LCD inline assembly expressions

Mon Dec 24 01:40:42 UTC 2018

On Sunday, 23 December 2018 at 13:33:51 UTC, kinke wrote:
> On Sunday, 23 December 2018 at 13:00:54 UTC, NaN wrote:
>> Is there any difference between using this vs the other method 
>> of doing intrinsics?
>
> Assuming there's really no LLVM intrinsic for your desired 
> instruction, the manual variant is what it is, a regular 
> function with an inline asm expression. I guess the LLVM 
> backends lower calls to these instruction-intrinsics directly 
> to inline asm expressions in the caller. With inlining, it 
> might result in equivalent final asm.
>
> My version above with the memory indirection isn't nice, this 
> is better:
>
> extern(C) int4 _mm_cmpgt_epi32(int4 a, int4 b) {
>   return __asm!int4("pcmpgtd $2,$1", "={xmm0},{xmm0},{xmm1}", 
> a, b);
> }

so I had this..

__m128i _mm_cmpgt_epi32(__m128i a, __m128i b) {
   return __asm!__m128i("pcmpgtd $2,$1","=x,x,x",a,b);
}

Looked OK at first but it's actually wrong, the cmp instruction 
writes to $1 which is actually 'a', and it doesnt write anything 
to $0 which is the return, so it overwrites one of the inputs, 
and doesnt write the output. So it actualy needs to be this...

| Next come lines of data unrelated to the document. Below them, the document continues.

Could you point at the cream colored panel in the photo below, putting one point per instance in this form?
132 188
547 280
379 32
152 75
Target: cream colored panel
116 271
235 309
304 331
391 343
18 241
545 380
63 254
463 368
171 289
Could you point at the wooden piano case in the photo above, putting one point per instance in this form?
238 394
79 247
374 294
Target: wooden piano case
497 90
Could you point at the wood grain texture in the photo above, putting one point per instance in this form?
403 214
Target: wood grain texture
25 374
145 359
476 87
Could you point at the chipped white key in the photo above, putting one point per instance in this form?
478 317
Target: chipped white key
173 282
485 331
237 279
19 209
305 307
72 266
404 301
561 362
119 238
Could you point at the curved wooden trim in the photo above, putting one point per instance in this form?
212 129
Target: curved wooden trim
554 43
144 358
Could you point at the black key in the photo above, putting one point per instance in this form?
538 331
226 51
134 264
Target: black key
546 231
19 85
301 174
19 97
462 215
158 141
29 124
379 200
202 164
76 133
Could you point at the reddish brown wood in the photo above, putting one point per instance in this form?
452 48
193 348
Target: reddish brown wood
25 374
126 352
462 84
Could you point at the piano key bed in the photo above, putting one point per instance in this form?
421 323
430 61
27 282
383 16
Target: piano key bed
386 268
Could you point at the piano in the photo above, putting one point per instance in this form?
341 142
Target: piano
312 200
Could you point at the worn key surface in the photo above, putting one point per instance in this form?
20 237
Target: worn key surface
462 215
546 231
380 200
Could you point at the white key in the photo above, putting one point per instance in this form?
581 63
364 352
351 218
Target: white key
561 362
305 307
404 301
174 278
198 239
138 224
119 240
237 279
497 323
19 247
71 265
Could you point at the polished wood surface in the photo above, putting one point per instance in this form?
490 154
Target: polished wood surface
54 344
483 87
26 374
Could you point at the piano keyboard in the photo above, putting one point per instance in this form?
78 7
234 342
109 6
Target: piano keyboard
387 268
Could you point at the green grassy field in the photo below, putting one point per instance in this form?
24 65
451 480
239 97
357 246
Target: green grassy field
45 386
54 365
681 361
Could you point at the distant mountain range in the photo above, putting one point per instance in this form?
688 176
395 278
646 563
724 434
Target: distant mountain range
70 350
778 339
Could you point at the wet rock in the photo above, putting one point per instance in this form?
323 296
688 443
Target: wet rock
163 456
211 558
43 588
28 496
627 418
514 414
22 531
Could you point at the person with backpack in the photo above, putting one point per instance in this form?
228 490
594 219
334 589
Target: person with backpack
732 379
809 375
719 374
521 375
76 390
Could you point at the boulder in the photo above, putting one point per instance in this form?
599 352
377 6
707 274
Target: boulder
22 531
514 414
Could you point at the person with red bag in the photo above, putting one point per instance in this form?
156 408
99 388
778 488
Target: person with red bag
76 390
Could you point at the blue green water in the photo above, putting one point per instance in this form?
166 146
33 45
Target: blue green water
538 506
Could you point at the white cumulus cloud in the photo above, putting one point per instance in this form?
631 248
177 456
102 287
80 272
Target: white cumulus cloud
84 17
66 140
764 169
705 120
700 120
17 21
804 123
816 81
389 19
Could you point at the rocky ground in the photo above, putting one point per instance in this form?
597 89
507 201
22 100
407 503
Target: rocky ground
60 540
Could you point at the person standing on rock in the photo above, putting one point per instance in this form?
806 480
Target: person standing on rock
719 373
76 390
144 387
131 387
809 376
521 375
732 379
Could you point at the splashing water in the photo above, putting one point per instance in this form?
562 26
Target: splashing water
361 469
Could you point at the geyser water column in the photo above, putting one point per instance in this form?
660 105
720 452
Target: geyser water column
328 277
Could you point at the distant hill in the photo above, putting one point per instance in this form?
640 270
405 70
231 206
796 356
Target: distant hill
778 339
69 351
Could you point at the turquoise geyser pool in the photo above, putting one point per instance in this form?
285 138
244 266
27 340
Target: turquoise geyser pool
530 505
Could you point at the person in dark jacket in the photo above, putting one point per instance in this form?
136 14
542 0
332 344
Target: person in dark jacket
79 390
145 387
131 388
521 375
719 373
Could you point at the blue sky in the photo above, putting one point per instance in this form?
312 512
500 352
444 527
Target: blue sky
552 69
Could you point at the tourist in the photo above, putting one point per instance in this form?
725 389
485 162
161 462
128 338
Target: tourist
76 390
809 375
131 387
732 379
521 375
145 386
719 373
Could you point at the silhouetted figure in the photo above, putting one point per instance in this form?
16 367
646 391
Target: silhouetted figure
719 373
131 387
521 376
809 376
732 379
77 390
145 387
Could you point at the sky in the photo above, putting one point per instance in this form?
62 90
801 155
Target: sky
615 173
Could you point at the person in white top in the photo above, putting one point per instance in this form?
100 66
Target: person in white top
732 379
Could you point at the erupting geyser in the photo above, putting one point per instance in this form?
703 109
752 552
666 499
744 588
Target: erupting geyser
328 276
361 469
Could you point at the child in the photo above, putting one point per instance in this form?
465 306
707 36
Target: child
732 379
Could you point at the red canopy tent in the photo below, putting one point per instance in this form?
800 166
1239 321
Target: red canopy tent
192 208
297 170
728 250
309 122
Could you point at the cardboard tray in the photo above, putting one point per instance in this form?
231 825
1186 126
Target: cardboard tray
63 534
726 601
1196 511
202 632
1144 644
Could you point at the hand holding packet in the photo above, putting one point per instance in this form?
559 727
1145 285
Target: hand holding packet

__m128i _mm_cmpgt_epi32(__m128i a, __m128i b) {
     return __asm!int4("
         movdqu $1,$0
         pcmpgtd $2,$0",
         "=x,x,x", a,b);
}

basically copy 'a' to the output, then do the compare with 'b' 
and the output

I dont think there's anyway to get around the temporary copy, 
since it depends on knowing if 'a' is ever use after its used in 
the compare. And it doesn't seem like the optimiser can cull it 
away in this case.